Intercettati da Mosca due bombardieri Usa sul Mar Baltico
Lo ha reso noto il ministero della Difesa russo. Intanto è sul tavolo al Cremlino il piano cinese per la pace, in 12 punti. Il portavoce del ministero degli Esteri di Pechino: «La Russia è aperta a colloqui di pace». La Cina «non è né creatrice né parte della crisi in Ucraina»
Il ministero della Difesa di Mosca ha reso noto che ieri, 20 marzo, un suo caccia Su-35 ha intercettato sul Mar Baltico 2 bombardieri strategici Usa che volavano in direzione del confine russo. Lo riferisce Interfax, aggiungendo che il jet è rientrato dopo che i bombardieri si sono allontanati. L’episodio segue l’abbattimento, il 14 marzo scorso, di un drone Usa nel Mar Nero, anche questo intercettato da caccia russi. Mosca ha dichiarato che il volo del Su-35 è stato rigorosamente in linea con le regole internazionali sull’uso dello spazio aereo, sottolineando che «non è stata consentita alcuna violazione» del confine di Stato della Russia.

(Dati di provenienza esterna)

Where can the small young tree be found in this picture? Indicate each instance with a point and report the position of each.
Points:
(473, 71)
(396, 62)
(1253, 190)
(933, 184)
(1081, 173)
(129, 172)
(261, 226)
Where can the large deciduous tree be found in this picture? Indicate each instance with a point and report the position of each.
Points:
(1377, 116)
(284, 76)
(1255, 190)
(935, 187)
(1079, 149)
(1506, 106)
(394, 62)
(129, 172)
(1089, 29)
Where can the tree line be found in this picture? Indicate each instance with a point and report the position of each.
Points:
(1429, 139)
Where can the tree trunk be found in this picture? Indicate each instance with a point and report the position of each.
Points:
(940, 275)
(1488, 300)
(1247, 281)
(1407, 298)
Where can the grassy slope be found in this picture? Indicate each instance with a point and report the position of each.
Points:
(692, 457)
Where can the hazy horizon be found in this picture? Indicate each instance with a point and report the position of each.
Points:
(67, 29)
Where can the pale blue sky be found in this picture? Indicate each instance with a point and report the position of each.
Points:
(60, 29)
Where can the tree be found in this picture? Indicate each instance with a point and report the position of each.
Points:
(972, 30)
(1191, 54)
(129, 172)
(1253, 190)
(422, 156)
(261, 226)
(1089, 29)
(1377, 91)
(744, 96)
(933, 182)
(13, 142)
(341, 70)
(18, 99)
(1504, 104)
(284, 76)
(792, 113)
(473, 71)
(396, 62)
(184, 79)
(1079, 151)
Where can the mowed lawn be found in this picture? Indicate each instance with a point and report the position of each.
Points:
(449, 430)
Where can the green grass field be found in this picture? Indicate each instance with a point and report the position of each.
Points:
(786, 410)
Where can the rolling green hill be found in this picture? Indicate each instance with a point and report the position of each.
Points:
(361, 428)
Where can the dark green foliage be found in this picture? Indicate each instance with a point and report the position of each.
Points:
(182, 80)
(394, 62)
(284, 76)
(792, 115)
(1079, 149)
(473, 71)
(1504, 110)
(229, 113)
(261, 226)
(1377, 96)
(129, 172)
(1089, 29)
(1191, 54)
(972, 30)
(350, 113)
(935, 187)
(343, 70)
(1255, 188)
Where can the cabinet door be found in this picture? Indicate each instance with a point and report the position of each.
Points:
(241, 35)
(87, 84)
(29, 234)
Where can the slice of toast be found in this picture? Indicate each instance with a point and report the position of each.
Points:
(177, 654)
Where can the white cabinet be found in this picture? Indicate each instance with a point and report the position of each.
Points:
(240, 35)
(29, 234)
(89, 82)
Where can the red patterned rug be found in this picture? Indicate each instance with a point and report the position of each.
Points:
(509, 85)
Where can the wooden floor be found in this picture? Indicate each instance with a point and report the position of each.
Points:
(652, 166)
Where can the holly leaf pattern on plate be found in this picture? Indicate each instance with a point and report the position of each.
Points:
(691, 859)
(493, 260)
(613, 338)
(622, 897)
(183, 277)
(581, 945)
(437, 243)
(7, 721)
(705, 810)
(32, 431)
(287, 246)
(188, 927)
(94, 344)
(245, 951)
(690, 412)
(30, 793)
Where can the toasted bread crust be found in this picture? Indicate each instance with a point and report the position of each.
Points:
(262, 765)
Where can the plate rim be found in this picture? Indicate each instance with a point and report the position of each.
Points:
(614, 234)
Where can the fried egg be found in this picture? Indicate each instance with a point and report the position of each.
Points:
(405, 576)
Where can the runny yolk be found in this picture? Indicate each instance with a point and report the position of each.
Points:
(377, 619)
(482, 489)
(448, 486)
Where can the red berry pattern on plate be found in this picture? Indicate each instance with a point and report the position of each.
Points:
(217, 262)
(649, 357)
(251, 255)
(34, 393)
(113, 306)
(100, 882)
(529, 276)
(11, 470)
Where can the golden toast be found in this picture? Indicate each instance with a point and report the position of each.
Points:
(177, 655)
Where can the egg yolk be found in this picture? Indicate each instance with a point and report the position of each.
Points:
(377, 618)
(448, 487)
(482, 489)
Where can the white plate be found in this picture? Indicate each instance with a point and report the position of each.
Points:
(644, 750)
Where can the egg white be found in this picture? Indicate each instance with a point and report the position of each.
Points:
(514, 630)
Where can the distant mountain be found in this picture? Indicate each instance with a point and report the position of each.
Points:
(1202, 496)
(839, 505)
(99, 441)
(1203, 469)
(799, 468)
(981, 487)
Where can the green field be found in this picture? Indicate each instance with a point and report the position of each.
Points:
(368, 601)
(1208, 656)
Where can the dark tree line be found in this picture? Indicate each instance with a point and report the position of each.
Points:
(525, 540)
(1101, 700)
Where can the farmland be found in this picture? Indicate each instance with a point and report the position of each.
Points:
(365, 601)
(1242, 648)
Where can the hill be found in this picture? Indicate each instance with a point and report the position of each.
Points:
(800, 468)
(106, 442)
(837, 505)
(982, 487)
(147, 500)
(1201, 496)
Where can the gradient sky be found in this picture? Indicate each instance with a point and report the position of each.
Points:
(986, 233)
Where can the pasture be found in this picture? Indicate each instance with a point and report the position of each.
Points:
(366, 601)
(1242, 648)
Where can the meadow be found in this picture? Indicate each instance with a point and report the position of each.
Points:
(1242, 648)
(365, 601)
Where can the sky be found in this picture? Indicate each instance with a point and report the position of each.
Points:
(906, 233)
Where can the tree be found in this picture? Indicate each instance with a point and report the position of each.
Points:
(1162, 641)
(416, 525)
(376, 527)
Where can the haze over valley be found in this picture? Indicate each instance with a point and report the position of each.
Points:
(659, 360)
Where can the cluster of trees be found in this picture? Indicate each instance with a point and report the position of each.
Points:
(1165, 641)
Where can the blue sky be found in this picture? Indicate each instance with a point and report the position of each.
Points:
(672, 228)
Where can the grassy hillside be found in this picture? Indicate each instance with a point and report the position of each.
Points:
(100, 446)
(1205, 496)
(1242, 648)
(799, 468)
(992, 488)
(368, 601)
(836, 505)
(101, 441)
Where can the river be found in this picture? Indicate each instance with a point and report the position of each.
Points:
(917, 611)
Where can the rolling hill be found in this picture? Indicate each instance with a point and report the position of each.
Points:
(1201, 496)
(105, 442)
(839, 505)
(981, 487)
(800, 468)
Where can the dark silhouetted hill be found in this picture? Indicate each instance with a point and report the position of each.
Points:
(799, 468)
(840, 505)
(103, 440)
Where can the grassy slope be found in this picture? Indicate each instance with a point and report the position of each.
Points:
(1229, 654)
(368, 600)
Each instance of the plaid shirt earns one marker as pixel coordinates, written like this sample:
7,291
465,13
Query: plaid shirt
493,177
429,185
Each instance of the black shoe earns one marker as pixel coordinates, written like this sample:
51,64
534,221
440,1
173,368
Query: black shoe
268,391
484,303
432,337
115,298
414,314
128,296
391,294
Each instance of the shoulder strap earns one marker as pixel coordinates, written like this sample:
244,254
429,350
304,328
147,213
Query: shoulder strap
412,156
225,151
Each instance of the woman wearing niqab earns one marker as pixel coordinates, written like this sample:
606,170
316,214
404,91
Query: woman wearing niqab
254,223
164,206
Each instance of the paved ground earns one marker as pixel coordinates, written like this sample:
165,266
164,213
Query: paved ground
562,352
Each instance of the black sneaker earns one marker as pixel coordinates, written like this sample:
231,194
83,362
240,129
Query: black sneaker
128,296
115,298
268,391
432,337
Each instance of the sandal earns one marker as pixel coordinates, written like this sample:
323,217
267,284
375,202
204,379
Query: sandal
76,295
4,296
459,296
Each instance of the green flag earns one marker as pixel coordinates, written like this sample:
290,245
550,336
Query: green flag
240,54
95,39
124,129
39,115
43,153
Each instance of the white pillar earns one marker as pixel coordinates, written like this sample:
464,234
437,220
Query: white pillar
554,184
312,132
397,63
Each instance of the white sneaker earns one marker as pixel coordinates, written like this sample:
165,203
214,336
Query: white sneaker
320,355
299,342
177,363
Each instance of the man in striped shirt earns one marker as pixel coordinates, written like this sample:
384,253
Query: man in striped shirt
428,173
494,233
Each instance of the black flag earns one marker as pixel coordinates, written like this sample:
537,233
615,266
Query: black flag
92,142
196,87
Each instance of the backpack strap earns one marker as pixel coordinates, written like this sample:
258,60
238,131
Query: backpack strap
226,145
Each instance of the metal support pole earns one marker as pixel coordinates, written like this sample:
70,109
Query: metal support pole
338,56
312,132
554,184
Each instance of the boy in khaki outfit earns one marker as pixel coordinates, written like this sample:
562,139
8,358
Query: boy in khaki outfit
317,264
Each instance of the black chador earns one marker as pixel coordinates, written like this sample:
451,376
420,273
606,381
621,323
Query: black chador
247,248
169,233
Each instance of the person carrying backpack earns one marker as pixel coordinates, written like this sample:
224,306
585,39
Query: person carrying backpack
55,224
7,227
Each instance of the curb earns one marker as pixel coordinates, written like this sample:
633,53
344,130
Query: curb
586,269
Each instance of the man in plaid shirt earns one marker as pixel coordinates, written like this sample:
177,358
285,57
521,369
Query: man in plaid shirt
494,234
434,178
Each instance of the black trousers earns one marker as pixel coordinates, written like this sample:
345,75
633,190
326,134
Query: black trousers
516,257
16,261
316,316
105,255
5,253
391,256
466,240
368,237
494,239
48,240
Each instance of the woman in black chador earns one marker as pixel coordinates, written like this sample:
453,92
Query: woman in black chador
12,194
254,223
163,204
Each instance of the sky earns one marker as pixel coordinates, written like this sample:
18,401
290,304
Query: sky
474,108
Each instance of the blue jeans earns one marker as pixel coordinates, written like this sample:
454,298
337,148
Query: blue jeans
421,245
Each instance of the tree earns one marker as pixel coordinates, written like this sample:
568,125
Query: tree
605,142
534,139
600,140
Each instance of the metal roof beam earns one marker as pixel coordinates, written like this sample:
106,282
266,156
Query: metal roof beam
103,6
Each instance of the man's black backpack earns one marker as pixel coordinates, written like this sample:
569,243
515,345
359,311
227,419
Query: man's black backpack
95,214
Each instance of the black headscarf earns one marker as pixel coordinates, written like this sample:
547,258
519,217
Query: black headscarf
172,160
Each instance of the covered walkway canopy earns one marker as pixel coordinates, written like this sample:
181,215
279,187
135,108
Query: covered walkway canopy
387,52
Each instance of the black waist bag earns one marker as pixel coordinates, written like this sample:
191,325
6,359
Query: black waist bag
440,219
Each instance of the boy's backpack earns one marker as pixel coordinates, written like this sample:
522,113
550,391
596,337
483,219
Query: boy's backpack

Al Cremlino intanto si è svolto oggi, 21 marzo, il secondo incontro tra il presidente russo Putin e quello cinese Xi Jinping, allargato alle delegazioni, dopo il faccia a faccia informale di ieri. Sul tavolo, tra i temi, la questione Ucraina e il piano cinese per la pace, in 12 punti. Nelle parole di Xi Jinping infatti l’intento della visita è rafforzare «l’interazione strategica» con la Russia, e al contempo accreditare la Cina come mediatore credibile per il conflitto in Ucraina. E già ieri, davanti alle telecamere, il leader del Cremlino dichiarava di guardare «con interesse» alle proposte cinesi. «Siamo aperti a negoziati», ha aggiunto, sottolineando però che ogni soluzione dovrà tener conto del principio della «indivisibilità della sicurezza per tutti i Paesi». Vale a dire, un ritorno a quelle proposte sulla sicurezza europea avanzate alla Nato e agli Usa nel dicembre del 2021, che non ottennero la risposta desiderata da Mosca. Due mesi dopo scattava l’operazione militare in Ucraina.
La Russia, ha riferito il portavoce del ministero degli Esteri di Pechino Wang Wenbin, «ha studiato con attenzione il documento di posizione della Cina sulla soluzione politica della crisi in Ucraina ed è aperta a colloqui di pace». Lo stesso Putin ha riferito che «la Russia apprezza la posizione coerente della Cina di sostenere equità, obiettività ed equilibrio sulle principali questioni internazionali. La Cina – ha aggiunto – continuerà a fare delle relazioni sino-russe una priorità».
Ancora, rispondendo alle critiche del segretario di Stato americano Antony Blinken sulla copertura diplomatica data da Pechino a Mosca, Wenbin ha ribadito che la Cina «non è né creatrice né parte della crisi in Ucraina, né ha fornito armi ad alcuna delle due parti in conflitto». E ha rimandato la palla nel campo avversario: «Gli Usa non sono qualificati per puntare il dito contro la Cina, figuriamoci incolparla. Dicono di voler mantenere la pace, ma la gente non vede alcun passo effettivo», mentre «quello che vedono tutti è che gli Usa continuano a fornire armi al campo di battaglia».
Sui colloqui tra Cina e Russia è intervenuto anche il segretario generale della Nato Jens Stoltenberg, secondo cui «l’Ucraina deve decidere quali condizioni sono accettabili per una soluzione di pace. E la Cina deve iniziare a capire la prospettiva di Kiev e stabilire un contatto con il presidente Volodymyr Zelensky, se vuole fare sul serio sulla pace. Pechino d’altra parte – ha rilevato – non ha condannato l’invasione illegale della Russia».